What Is Stall
A foil works like an underwater wing. It creates lift by moving forward through water. If your speed falls below a critical threshold, the water flow separates from the foil surface. The lift vanishes instantly. You drop. This is stall.
Unlike a fall from chop or a crash from bad technique, stall is purely a speed problem.
The Physics
Lift = ½ × water density × speed² × wing area × lift coefficient. When speed drops, lift drops exponentially. A 10% speed reduction can mean 20% less lift.
How Weather Plays a Role
Weather conditions directly affect your ability to stay above stall speed:
- Chop from onshore wind: Every bump slows the board momentarily. Multiple hits drain momentum.
- Light wind days: Less apparent wind means less power to maintain speed through lulls.
- Gusty conditions: Wind drops cause sudden power loss, forcing you below stall before you can react.

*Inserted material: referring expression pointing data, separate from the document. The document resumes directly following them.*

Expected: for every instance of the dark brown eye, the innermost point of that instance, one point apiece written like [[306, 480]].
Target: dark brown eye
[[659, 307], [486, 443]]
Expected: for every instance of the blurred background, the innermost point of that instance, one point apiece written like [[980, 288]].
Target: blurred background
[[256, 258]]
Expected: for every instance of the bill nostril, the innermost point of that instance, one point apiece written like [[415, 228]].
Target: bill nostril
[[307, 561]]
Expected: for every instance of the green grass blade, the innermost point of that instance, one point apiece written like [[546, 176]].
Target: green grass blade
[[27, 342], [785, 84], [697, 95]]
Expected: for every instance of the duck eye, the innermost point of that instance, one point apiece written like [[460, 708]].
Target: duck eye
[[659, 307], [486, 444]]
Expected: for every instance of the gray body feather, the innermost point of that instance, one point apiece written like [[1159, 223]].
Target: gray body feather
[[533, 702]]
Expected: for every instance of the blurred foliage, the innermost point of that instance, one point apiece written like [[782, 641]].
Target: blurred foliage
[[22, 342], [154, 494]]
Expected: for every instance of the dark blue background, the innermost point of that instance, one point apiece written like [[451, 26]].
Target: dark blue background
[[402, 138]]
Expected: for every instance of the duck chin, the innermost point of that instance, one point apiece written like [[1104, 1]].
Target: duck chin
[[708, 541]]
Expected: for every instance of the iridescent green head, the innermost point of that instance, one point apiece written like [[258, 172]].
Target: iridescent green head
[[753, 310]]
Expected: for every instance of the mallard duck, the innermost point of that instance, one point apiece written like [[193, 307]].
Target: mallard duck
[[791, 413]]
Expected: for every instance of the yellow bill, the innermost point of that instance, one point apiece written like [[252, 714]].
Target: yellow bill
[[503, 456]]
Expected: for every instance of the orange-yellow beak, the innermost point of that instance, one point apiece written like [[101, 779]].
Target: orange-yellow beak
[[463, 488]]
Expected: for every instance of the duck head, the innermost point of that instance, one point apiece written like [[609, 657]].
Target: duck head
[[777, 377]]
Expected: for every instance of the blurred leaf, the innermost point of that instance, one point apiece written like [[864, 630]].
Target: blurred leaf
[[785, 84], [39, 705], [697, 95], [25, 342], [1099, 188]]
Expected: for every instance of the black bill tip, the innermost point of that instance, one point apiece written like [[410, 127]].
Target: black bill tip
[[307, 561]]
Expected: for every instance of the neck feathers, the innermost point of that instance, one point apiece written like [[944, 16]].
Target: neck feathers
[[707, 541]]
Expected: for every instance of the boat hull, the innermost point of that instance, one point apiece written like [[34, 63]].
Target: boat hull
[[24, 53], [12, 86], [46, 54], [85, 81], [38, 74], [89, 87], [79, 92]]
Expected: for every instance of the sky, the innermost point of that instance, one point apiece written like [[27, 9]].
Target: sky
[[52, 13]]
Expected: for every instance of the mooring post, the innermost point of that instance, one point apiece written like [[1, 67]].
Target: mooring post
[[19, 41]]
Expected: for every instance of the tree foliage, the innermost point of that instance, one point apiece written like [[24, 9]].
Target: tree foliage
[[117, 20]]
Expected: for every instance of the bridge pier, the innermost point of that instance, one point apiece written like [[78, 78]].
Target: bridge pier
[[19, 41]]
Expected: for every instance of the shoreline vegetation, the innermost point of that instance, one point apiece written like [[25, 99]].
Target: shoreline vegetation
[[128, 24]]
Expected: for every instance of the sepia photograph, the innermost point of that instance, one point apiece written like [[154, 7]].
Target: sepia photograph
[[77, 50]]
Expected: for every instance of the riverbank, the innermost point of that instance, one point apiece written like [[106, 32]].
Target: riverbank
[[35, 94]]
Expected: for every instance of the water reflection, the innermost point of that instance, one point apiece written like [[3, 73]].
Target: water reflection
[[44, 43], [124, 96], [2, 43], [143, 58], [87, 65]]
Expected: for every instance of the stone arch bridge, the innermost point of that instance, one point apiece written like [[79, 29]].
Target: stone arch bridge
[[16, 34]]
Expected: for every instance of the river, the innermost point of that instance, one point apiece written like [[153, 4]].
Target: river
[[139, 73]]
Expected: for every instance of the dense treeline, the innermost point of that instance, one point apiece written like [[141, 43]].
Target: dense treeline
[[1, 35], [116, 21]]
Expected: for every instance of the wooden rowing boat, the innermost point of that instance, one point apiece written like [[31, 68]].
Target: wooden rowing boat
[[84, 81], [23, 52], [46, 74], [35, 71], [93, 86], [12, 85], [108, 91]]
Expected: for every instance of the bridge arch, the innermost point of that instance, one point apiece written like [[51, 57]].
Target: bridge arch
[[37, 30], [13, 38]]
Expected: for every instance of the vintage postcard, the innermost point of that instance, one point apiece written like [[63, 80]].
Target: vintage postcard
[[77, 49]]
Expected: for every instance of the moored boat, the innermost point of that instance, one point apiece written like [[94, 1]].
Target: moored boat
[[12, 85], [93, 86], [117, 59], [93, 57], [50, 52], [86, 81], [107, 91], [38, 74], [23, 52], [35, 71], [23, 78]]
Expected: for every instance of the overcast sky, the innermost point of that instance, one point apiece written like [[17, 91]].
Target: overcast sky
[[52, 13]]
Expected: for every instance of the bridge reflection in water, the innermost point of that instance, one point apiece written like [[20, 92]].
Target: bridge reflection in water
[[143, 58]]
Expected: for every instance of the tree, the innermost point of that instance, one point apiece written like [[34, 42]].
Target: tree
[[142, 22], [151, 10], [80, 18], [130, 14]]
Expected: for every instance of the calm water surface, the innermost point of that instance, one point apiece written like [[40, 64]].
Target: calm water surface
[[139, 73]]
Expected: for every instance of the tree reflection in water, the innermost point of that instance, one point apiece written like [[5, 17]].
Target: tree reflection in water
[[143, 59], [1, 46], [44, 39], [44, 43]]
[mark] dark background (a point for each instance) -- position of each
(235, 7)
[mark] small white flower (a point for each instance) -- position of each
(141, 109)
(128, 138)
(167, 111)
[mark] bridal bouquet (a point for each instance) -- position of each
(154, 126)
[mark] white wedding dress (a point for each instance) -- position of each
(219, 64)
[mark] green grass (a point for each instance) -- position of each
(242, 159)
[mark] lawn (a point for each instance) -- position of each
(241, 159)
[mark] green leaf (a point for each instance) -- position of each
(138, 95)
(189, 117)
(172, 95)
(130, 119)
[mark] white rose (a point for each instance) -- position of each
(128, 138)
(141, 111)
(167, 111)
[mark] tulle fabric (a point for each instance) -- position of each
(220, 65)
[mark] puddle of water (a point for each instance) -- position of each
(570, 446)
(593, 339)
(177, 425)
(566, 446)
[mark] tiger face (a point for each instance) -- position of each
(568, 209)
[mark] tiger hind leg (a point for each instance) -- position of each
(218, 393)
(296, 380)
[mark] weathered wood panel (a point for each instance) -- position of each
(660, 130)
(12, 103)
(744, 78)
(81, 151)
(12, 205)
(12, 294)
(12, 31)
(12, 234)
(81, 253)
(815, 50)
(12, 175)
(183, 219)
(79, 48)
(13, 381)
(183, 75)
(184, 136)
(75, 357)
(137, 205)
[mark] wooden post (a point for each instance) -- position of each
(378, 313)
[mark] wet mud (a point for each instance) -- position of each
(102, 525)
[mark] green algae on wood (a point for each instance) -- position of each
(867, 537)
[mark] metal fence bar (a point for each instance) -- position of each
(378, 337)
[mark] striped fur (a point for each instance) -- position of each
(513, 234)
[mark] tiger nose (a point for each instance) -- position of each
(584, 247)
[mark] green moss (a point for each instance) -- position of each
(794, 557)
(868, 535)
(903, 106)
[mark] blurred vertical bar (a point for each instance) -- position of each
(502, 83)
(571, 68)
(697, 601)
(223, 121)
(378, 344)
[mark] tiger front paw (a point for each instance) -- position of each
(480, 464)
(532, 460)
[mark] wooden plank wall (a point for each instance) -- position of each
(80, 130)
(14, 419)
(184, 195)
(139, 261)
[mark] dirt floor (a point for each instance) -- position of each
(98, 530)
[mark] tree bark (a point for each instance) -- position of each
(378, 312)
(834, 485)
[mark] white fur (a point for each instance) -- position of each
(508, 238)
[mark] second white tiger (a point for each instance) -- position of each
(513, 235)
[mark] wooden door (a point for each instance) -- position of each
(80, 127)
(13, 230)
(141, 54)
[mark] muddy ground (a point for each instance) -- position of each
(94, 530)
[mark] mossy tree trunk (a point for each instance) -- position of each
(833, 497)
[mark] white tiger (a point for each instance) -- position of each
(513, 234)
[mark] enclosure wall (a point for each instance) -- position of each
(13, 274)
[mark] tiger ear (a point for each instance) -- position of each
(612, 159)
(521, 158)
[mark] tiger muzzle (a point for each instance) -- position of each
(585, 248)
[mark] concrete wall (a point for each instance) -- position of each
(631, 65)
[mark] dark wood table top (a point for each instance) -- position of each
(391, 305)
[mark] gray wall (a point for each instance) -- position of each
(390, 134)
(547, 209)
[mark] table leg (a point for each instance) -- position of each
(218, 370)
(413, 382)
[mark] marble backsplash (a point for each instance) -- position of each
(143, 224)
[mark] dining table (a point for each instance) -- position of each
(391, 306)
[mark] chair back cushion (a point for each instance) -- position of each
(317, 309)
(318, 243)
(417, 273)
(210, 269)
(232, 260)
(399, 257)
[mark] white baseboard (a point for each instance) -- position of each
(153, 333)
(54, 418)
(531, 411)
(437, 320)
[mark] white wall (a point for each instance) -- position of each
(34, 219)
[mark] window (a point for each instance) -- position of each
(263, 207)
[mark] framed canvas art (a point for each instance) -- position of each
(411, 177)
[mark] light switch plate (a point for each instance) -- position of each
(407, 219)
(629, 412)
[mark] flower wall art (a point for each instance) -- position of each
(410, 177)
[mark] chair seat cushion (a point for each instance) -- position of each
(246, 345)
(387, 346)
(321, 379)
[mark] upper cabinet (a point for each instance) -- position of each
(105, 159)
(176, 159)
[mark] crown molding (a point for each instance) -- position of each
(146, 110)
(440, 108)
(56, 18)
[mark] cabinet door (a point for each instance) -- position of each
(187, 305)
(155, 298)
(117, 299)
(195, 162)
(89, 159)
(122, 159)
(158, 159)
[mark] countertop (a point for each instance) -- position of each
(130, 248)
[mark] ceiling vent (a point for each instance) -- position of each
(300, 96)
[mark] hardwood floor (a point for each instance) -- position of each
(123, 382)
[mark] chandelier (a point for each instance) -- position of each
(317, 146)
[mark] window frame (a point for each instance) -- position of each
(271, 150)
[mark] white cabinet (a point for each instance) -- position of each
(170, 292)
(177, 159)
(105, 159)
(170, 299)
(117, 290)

High Aspect vs. Low Aspect
Different foil designs have radically different stall characteristics:
Foil Stall Comparison
High Aspect
Speed-dependent lift
Stalls at ~12-15 km/h
Requires smooth momentum
Low Aspect
Forgiving lift curve
Stalls at ~6-10 km/h
Tolerates speed variation
High aspect foils stall at higher speeds because they rely on forward momentum to generate efficient lift. Low aspect foils stall slower and are more forgiving—perfect for choppy, variable conditions.
Preventing Stall
Stall prevention is about maintaining minimum speed through technique:
- Keep wing loaded: Constant tension prevents speed drops.
- Anticipate lulls: Pump before the wind dies, not after.
- Weight distribution: Stay centered to minimize drag.
- Choose appropriate foil size: Bigger foils stall at lower speeds.
Stall Recovery Tactics
Point downwind immediately to regain speed
Shift weight forward to reduce angle of attack
Pump smoothly (not aggressively) to rebuild momentum
Accept the drop if speed is too low—save energy for the next attempt
Lift Curve:
Above Stall Speed
Smooth lift, stable flight, predictable handling
Below Stall Speed
Sudden drop, flow separation, lift collapse
Summary
If your foil suddenly falls, you dropped below stall speed. Keep smooth power, steady speed, and choose the right foil for the conditions. Understanding stall helps you recognize the difference between crashing from technique and dropping from physics.